Objectives: The rapid early-phase decay of plasma HIV-1 RNA during integrase inhibitor-based therapy is not fully understood. The accumulation of biologically active episomal HIV-1 cDNAs, following aborted integration, could contribute to antiviral potency in vivo.

Methods: This prospective, controlled clinical observation study explored raltegravir's impact on the dynamics of HIV-1 RNA in plasma, and concentrations of total HIV-1 cDNA, episomal 2-long terminal repeat (LTR) circles and HIV-1 integrants in peripheral blood mononuclear cells (PBMC). Individuals starting therapy with two nucleoside reverse transcriptase inhibitors plus either raltegravir (raltegravir group; n = 10 patients) or boosted protease inhibitor/non-nucleoside reverse transcriptase inhibitor (control group; n = 10 patients) were followed for 48 weeks.

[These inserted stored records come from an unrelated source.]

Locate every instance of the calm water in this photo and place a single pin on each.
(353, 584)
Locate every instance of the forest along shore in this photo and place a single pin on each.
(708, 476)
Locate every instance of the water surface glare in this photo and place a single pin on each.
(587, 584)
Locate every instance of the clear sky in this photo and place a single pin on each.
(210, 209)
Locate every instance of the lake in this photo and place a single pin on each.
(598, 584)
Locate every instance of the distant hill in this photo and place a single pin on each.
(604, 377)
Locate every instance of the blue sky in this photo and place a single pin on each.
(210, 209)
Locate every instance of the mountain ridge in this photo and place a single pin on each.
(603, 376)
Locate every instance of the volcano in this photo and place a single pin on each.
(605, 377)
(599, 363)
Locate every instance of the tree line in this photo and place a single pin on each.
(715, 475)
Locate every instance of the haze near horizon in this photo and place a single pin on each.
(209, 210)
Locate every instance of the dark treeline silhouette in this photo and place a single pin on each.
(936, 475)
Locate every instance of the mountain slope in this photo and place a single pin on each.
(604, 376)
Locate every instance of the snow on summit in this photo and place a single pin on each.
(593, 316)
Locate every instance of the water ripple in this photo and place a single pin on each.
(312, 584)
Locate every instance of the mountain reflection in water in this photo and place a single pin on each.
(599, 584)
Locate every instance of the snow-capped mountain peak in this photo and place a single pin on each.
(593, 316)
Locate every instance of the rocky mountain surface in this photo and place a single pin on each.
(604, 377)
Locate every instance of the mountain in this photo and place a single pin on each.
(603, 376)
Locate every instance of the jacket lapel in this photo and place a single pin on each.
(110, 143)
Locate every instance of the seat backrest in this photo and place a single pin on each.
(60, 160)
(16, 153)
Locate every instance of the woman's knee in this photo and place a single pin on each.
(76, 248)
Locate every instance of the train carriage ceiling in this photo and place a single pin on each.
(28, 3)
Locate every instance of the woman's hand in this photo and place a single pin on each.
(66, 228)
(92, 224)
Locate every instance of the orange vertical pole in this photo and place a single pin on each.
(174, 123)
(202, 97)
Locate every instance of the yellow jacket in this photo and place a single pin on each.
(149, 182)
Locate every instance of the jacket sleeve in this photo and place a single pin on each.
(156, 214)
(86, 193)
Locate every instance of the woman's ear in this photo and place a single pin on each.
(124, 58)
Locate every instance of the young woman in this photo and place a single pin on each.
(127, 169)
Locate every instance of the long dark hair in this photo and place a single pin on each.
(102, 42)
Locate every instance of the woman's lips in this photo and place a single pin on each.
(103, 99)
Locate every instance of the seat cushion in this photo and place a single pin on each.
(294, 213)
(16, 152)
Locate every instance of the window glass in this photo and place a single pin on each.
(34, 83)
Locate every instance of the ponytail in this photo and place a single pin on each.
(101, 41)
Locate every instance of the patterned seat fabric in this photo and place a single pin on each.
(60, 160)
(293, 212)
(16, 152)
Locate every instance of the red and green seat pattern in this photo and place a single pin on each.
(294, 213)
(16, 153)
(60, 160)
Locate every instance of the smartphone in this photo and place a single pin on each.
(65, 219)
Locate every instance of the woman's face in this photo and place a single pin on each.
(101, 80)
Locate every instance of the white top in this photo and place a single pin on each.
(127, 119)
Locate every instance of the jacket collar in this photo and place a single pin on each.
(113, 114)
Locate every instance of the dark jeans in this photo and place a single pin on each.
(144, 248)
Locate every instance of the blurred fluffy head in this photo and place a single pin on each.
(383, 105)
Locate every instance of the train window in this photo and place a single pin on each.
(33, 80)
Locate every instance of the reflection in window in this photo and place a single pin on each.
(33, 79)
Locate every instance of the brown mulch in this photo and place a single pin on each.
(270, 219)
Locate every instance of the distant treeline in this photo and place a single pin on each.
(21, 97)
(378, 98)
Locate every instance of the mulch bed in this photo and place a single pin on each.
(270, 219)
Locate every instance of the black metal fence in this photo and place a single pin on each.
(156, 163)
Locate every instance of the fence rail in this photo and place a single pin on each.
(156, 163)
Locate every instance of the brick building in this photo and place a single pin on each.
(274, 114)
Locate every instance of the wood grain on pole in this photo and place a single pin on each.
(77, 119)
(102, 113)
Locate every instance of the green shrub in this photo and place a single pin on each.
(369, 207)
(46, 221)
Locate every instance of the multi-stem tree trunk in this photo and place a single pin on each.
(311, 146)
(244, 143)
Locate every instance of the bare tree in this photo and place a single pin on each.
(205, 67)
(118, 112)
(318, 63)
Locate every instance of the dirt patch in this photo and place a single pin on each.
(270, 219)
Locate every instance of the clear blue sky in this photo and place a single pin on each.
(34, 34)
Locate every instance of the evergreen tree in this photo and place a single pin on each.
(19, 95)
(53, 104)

Results: Suppression of HIV-1 RNA (<50 copies/mL) was reached earlier (5/10 versus 0/10 at week 4; 8/10 versus 4/10 at week 12) on raltegravir. Significant total HIV-1 cDNA reductions in PBMC were reached by day 99 and persisted until day 330, with median factors of decrease of 7.2 and 8.9, respectively. Broad inter-individual variations, yet no treatment-associated differences, were noted for HIV-1 cDNA concentrations. Despite reductions in HIV-1 RNA (∼3 log) and total HIV-1 cDNA (∼1 log), concentrations of integrants and 2-LTR circles remained largely unchanged.

Conclusions: These results extend the previously reported early benefit of raltegravir on the decline of plasma viraemia to treatment-naive patients. The modest treatment-associated, yet group-independent, decline in total HIV-1 cDNA load and the lack of significant changes in integrated and episomal HIV-1 cDNA suggest that most integrated DNA is archival and targeting of HIV reservoirs other than PBMC may underlie beneficial effects of raltegravir.